Les quasars les plus lointains, donc observés à une époque plus reculée de l'Univers, montrent généralement une asymétrie plus prononcée. Cela pourrait s'expliquer par un cosmos jeune, plus turbulent et riche en gaz, qui perturbait davantage la trajectoire des jets. En analysant ces objets, les astronomes reconstituent non seulement l'histoire des trous noirs supermassifs, mais aussi celle de l'Univers lui-même, depuis ses phases initiales jusqu'à son état actuel.

La détection de ces structures pose des défis techniques, car le lien radio entre les deux lobes peut devenir trop faible pour être perçu, donnant l'impression d'une structure incomplète. Les relevés à basse fréquence, comme celui réalisé avec le GMRT, sont particulièrement adaptés car les lobes âgés émettent plus fortement dans ces longueurs d'onde. Cette approche a permis de dévoiler une population cachée de quasars géants, ouvrant de nouvelles perspectives pour cartographier les grandes structures cosmiques.

Les jets radio, des sondes pour l'Univers lointain


Les jets de matière émis par les quasars radio géants servent de véritables sondes naturelles pour étudier des régions de l'Univers autrement inaccessibles. En traversant le milieu intergalactique, ils en révèlent la densité, la composition et la structure à des échelles de plusieurs millions d'années-lumière. Leur comportement nous renseigne donc sur l'environnement dans lequel les galaxies évoluent.

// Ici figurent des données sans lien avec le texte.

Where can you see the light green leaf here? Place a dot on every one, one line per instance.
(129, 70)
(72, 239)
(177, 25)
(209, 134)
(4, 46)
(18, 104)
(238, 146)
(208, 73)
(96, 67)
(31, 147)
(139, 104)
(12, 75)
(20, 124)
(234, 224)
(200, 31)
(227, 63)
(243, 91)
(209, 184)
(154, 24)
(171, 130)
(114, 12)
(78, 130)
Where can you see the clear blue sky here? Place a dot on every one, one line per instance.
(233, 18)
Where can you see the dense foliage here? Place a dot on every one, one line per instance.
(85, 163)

Lorsqu'un jet rencontre un nuage de gaz plus dense, sa progression est ralentie, et son émission radio peut être affectée. Cela explique pourquoi les jets présentent souvent une asymétrie: un côté peut sembler plus court ou moins brillant parce qu'il a rencontré plus de résistance. En analysant ces différences, les astronomes peuvent cartographier indirectement la distribution de la matière diffuse entre les galaxies.

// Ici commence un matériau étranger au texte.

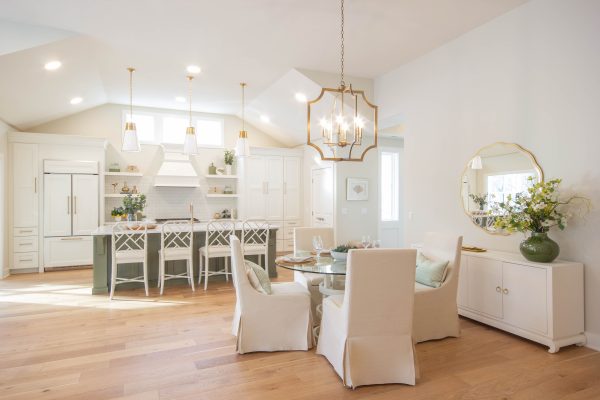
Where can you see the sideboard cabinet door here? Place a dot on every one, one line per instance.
(525, 297)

De plus, comme la lumière met du temps à nous parvenir, observer un quasar lointain revient à regarder le passé. Les quasars les plus éloignés nous montrent l'Univers à une époque où il était plus jeune, plus chaud et plus dense. Les fortes asymétries observées chez certains d'entre eux indiquent que le milieu intergalactique était alors plus agité, avec des écarts de densité plus marqués.

Enfin, l'étude de ces jets aide à comprendre le cycle de vie des trous noirs supermassifs et leur influence sur l'évolution galactique. L'énergie libérée par ces jets peut chauffer ou disperser le gaz environnant, régulant ainsi la formation des étoiles dans la galaxie hôte ou dans ses voisines. Ces processus de rétroaction sont fondamentaux dans la formation des grandes structures que nous observons aujourd'hui.